2 Chronicles 8:1
Solomon’s City-Building, Statute Labour, Arrangement of Public Worship, and Nautical Undertakings - 2 Chronicles 8
The building of the temple was the most important work of Solomon’s reign, as compared with which all the other undertakings of the king fall into the background; and these are consequently only summarily enumerated both in the book of Kings and in the Chronicle.

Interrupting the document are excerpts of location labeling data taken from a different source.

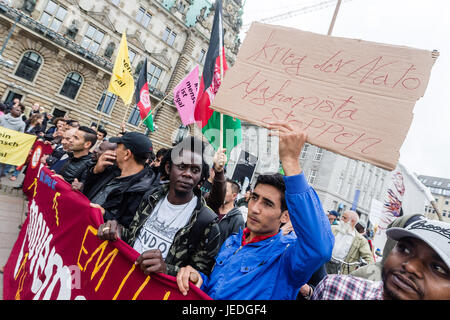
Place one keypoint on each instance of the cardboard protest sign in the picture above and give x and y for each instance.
(14, 146)
(352, 97)
(59, 256)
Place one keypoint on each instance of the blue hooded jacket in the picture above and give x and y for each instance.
(275, 268)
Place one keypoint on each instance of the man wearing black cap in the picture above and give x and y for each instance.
(119, 180)
(417, 268)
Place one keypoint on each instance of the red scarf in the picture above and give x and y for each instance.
(246, 233)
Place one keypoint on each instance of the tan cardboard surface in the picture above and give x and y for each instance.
(352, 97)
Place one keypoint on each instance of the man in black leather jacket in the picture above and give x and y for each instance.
(80, 160)
(119, 180)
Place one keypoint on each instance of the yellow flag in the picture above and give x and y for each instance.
(14, 146)
(122, 82)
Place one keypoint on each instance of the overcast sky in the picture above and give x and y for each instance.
(414, 23)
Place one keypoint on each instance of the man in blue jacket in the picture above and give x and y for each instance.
(260, 263)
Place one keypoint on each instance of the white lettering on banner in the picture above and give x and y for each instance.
(44, 260)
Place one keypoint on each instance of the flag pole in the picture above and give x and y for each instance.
(125, 115)
(221, 51)
(330, 29)
(154, 109)
(101, 111)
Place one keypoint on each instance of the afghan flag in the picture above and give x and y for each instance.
(142, 96)
(207, 119)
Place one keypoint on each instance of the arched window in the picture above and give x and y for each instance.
(71, 85)
(29, 66)
(106, 102)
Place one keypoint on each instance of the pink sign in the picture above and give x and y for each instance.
(184, 96)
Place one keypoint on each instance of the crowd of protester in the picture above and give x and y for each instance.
(187, 220)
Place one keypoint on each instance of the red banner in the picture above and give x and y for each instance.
(58, 255)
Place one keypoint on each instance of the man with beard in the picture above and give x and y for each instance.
(173, 227)
(418, 268)
(80, 160)
(259, 263)
(60, 155)
(119, 180)
(350, 245)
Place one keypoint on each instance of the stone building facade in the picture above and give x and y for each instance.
(60, 54)
(440, 189)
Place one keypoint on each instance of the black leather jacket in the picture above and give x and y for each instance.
(76, 168)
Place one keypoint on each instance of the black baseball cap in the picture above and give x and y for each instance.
(137, 142)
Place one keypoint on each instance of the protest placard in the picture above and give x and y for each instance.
(184, 96)
(352, 97)
(14, 146)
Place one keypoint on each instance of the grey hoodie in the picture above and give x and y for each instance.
(9, 122)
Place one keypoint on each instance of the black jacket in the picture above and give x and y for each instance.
(76, 168)
(123, 202)
(231, 223)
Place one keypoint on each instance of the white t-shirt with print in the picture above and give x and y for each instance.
(161, 227)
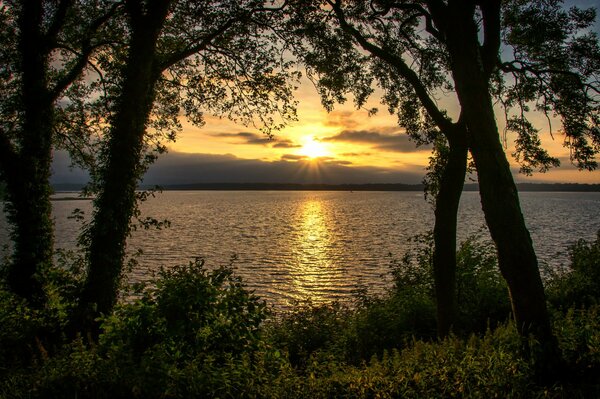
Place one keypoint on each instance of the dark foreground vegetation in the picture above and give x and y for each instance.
(197, 332)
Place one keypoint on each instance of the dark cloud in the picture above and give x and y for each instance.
(344, 119)
(398, 142)
(64, 172)
(355, 154)
(285, 144)
(179, 168)
(255, 138)
(293, 157)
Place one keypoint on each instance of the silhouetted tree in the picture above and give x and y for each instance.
(177, 57)
(44, 49)
(417, 50)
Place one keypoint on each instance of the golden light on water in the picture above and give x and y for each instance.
(314, 267)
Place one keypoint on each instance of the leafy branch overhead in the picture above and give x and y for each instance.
(537, 55)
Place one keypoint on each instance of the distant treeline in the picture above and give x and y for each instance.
(573, 187)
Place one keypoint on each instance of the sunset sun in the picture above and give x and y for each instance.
(313, 148)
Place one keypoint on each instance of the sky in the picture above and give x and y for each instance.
(343, 146)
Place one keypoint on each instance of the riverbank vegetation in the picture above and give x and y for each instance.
(197, 332)
(110, 81)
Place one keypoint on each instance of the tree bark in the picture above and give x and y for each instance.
(115, 203)
(444, 231)
(499, 198)
(29, 208)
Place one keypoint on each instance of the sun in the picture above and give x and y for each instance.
(313, 148)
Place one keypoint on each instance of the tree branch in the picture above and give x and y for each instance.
(490, 10)
(8, 154)
(58, 21)
(398, 64)
(200, 45)
(87, 49)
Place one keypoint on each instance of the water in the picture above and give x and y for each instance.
(320, 245)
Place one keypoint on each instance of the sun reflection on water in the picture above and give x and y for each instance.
(315, 268)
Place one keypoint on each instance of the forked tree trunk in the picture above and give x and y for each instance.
(444, 233)
(115, 203)
(499, 198)
(27, 175)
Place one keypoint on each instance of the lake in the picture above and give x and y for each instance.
(322, 245)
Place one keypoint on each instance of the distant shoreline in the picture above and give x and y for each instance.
(523, 187)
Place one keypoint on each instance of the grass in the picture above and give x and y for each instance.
(201, 333)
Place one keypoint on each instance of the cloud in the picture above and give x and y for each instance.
(259, 139)
(293, 157)
(285, 144)
(181, 168)
(397, 142)
(344, 119)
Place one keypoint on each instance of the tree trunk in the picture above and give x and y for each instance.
(444, 233)
(115, 203)
(499, 198)
(29, 208)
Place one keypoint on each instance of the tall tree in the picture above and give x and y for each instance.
(417, 50)
(179, 56)
(46, 46)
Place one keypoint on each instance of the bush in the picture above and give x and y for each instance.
(579, 286)
(195, 334)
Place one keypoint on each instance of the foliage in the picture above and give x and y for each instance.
(406, 311)
(201, 333)
(195, 333)
(578, 286)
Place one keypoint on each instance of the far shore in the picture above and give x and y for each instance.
(523, 187)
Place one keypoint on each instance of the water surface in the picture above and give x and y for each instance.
(321, 245)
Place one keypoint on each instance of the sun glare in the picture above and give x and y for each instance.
(313, 148)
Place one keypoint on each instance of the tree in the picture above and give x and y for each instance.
(46, 46)
(178, 56)
(418, 49)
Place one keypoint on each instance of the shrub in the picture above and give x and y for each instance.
(196, 333)
(579, 286)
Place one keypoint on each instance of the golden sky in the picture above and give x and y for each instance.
(348, 139)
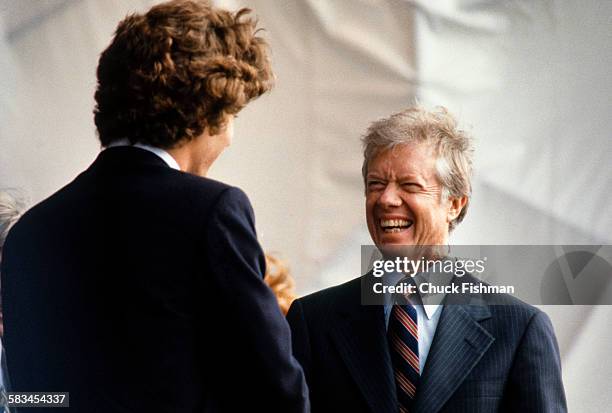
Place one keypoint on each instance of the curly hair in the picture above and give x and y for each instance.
(180, 68)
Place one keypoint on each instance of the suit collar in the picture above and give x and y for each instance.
(361, 339)
(165, 156)
(126, 157)
(459, 343)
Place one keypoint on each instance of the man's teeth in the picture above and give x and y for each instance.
(394, 225)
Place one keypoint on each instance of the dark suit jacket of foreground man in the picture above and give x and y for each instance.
(483, 358)
(138, 288)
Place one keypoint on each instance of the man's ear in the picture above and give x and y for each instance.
(455, 206)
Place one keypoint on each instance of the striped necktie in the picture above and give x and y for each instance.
(403, 335)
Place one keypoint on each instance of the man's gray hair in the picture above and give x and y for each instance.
(11, 209)
(439, 128)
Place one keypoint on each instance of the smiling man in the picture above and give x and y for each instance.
(410, 357)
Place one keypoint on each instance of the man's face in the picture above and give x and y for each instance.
(403, 198)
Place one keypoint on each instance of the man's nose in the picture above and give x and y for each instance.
(390, 197)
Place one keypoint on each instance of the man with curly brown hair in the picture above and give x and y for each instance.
(138, 286)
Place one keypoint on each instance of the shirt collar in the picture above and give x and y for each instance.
(165, 156)
(429, 309)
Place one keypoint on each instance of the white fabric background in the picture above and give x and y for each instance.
(530, 79)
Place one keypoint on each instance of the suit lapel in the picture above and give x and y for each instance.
(459, 343)
(362, 343)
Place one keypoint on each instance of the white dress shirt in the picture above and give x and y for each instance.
(427, 318)
(166, 157)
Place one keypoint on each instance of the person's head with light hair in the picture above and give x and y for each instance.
(417, 172)
(11, 209)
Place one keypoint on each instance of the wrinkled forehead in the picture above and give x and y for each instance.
(406, 158)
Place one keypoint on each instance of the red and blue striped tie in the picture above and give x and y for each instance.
(403, 334)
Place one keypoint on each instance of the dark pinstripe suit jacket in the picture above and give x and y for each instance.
(484, 358)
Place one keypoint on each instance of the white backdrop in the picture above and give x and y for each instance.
(530, 79)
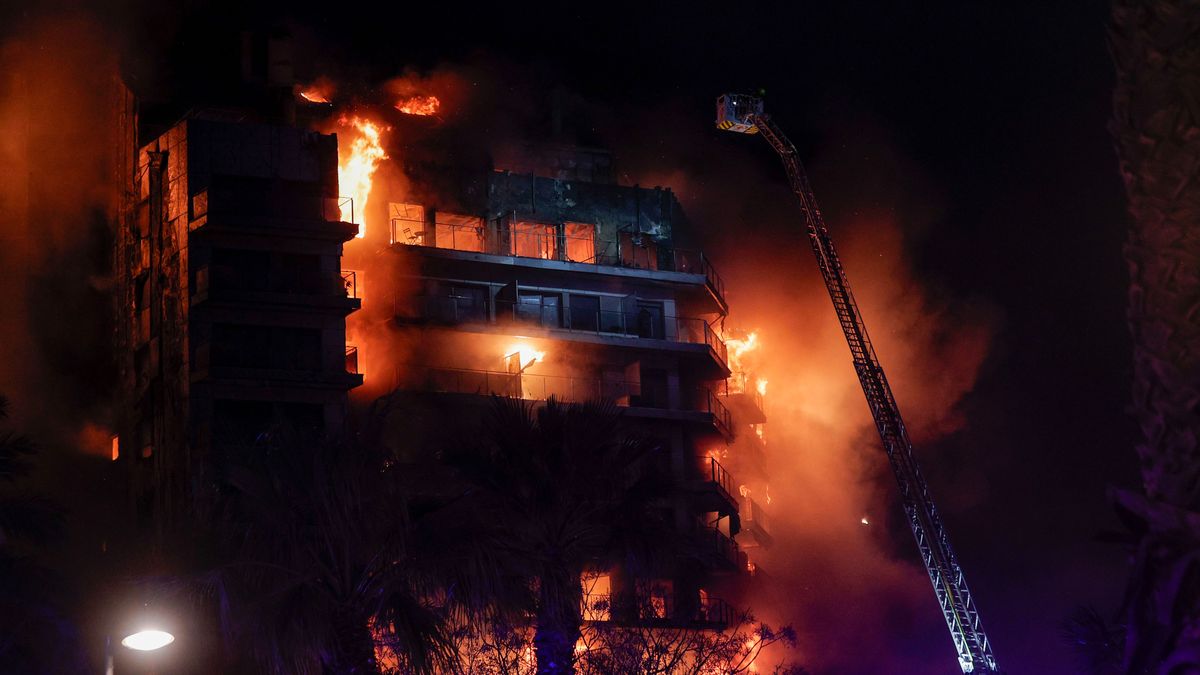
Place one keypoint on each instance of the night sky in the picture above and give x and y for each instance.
(979, 129)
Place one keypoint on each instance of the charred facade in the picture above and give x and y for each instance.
(232, 304)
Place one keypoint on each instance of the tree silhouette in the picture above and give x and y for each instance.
(567, 491)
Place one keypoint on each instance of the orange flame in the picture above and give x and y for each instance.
(419, 105)
(319, 91)
(313, 96)
(526, 354)
(359, 161)
(739, 347)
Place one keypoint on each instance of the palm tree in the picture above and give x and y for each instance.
(1156, 125)
(567, 493)
(328, 557)
(1097, 644)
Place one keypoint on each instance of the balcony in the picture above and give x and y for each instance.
(565, 389)
(706, 401)
(612, 324)
(755, 525)
(251, 209)
(713, 489)
(231, 286)
(658, 610)
(743, 398)
(271, 372)
(718, 549)
(627, 251)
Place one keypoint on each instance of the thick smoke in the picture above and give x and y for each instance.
(58, 132)
(856, 593)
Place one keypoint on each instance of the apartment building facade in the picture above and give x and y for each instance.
(558, 282)
(231, 303)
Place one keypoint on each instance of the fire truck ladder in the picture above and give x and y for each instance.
(745, 114)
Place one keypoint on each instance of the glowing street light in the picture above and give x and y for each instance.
(148, 640)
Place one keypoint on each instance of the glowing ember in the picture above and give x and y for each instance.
(313, 96)
(419, 105)
(359, 160)
(526, 356)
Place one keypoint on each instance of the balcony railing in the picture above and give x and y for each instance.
(543, 387)
(739, 383)
(713, 472)
(657, 609)
(719, 547)
(707, 401)
(629, 324)
(526, 386)
(351, 282)
(629, 250)
(753, 515)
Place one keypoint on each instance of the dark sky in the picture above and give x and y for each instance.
(1000, 108)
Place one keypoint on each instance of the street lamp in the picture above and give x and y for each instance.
(147, 639)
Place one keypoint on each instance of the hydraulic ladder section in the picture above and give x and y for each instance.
(745, 114)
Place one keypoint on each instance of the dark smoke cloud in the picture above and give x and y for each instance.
(58, 118)
(855, 592)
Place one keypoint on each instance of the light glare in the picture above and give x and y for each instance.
(148, 640)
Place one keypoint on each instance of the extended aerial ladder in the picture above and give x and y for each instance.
(744, 114)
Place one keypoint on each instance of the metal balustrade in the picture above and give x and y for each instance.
(713, 472)
(721, 547)
(447, 309)
(629, 250)
(543, 387)
(739, 383)
(351, 284)
(707, 401)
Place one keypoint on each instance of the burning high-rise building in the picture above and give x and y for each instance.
(232, 300)
(541, 278)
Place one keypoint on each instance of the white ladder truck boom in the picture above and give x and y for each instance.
(744, 114)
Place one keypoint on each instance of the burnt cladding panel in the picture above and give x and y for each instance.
(612, 208)
(252, 150)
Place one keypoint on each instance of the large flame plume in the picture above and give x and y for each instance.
(419, 105)
(355, 169)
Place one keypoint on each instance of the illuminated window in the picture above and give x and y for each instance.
(460, 232)
(581, 242)
(534, 240)
(597, 597)
(407, 223)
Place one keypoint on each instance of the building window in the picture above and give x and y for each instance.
(648, 321)
(462, 303)
(540, 309)
(535, 240)
(581, 242)
(407, 223)
(460, 232)
(585, 312)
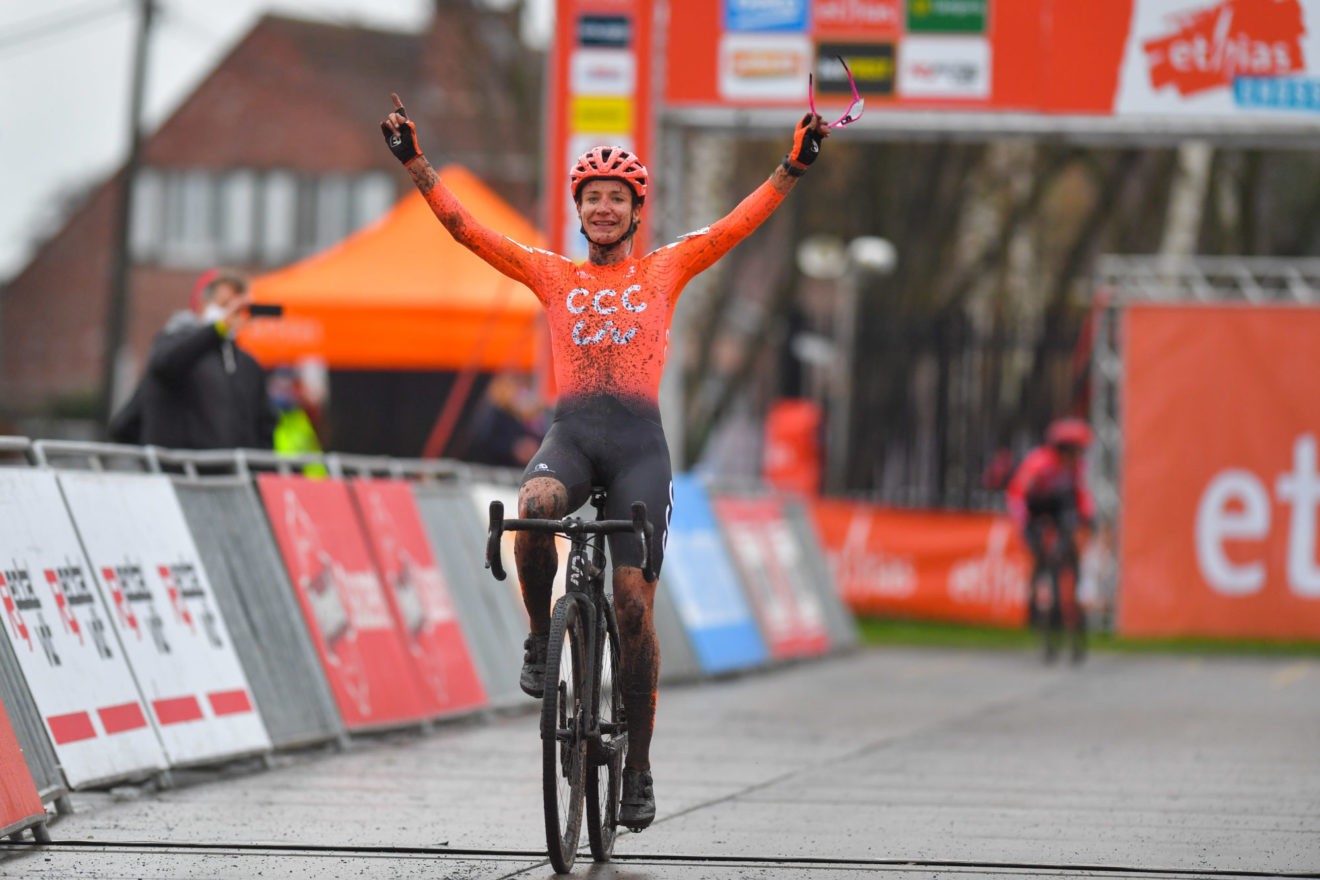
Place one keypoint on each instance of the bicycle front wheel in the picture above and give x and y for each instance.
(564, 709)
(605, 756)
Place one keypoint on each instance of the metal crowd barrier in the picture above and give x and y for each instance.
(256, 599)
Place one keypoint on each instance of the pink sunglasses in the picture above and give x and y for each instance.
(849, 115)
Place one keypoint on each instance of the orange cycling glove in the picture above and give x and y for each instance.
(807, 147)
(403, 143)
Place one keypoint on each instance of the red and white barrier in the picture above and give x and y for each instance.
(64, 637)
(362, 651)
(161, 604)
(20, 804)
(764, 550)
(417, 594)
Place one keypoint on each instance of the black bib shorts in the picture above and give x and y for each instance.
(617, 443)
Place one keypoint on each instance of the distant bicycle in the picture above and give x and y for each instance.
(1054, 594)
(584, 730)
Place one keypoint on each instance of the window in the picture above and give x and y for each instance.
(194, 218)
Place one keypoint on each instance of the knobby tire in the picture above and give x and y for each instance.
(562, 743)
(605, 780)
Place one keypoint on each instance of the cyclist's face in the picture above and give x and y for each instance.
(606, 210)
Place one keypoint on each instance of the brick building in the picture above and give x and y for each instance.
(276, 155)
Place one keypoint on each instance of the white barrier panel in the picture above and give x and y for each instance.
(61, 633)
(165, 612)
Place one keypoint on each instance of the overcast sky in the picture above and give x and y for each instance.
(65, 67)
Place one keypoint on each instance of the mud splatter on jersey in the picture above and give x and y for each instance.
(609, 325)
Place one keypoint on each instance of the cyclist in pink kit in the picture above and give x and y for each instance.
(609, 321)
(1050, 488)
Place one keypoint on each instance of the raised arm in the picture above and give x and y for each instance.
(807, 145)
(498, 250)
(698, 251)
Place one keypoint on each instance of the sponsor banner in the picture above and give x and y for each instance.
(764, 550)
(20, 804)
(64, 637)
(361, 647)
(945, 67)
(1192, 63)
(161, 604)
(766, 15)
(947, 16)
(609, 115)
(602, 71)
(943, 566)
(1221, 57)
(605, 32)
(419, 594)
(599, 90)
(871, 63)
(764, 66)
(857, 17)
(702, 579)
(1220, 484)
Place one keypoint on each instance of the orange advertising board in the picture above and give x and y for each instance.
(1220, 484)
(966, 567)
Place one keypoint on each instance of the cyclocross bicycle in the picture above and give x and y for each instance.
(1061, 612)
(584, 730)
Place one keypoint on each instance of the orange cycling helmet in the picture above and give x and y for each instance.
(610, 162)
(1068, 432)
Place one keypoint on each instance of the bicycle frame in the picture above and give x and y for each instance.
(576, 750)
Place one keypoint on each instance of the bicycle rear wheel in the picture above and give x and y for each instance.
(562, 738)
(605, 759)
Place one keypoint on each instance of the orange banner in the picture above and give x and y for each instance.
(968, 567)
(1220, 484)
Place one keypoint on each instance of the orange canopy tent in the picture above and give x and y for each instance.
(403, 294)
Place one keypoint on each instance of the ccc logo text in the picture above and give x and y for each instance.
(603, 302)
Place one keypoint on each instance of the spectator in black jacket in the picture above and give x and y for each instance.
(201, 389)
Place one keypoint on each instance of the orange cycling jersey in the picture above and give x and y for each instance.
(609, 325)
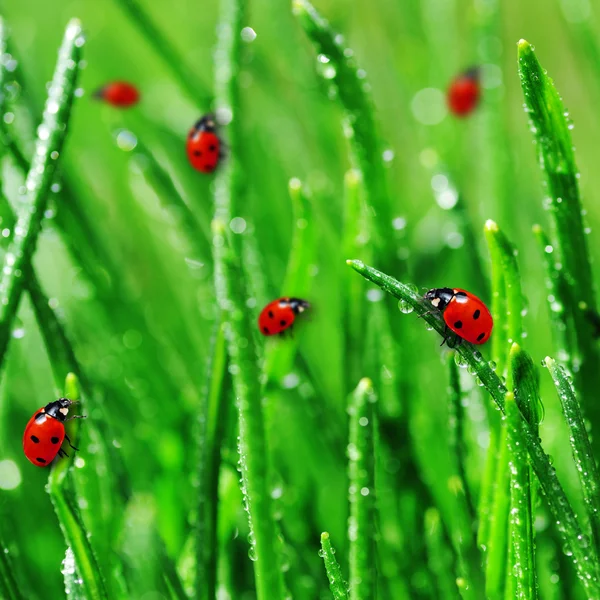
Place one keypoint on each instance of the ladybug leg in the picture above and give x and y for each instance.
(69, 441)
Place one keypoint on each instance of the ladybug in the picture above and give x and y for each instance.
(465, 314)
(203, 145)
(118, 93)
(45, 432)
(464, 92)
(280, 314)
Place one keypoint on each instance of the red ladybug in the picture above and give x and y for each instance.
(118, 93)
(203, 145)
(45, 432)
(464, 313)
(280, 314)
(464, 93)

In our chapter, in the first place, we have, (a) the building or completion of various cities, which were of importance partly as strongholds, partly as magazines, for the maintenance of the army necessary for the defence of the kingdom against hostile attacks (2Ch 8:1-6); (b) the arrangement of the statute labour for the execution of all his building works (2Ch 8:7-11); (c) the regulation of the sacrificial service and the public worship (2Ch 8:12-16); and (d) the voyage to Ophir (2Ch 8:17, 2Ch 8:18). All these undertakings are recounted in the same order and in the same aphoristic way in 1 Kings 9:10-28, but with the addition of various notes, which are not found in our narrative; while the Chronicle, again, mentions several not unimportant though subordinate circumstances, which are not found in the book of Kings; whence it is clear that in the two narratives we have merely short and mutually supplementary extracts from a more elaborate description of these matters. 2Ch 8:1 The city-building. - 2Ch 8:1. The date, “at the end of twenty years, when Solomon ... had built,” agrees with that in 1Ki 9:10. The twenty years are to be reckoned from the commencement of the building of the temple, for he had spent seven years in the building of the temple, and thirteen years in that of his palace (1Ki 6:38; 1Ki 7:1).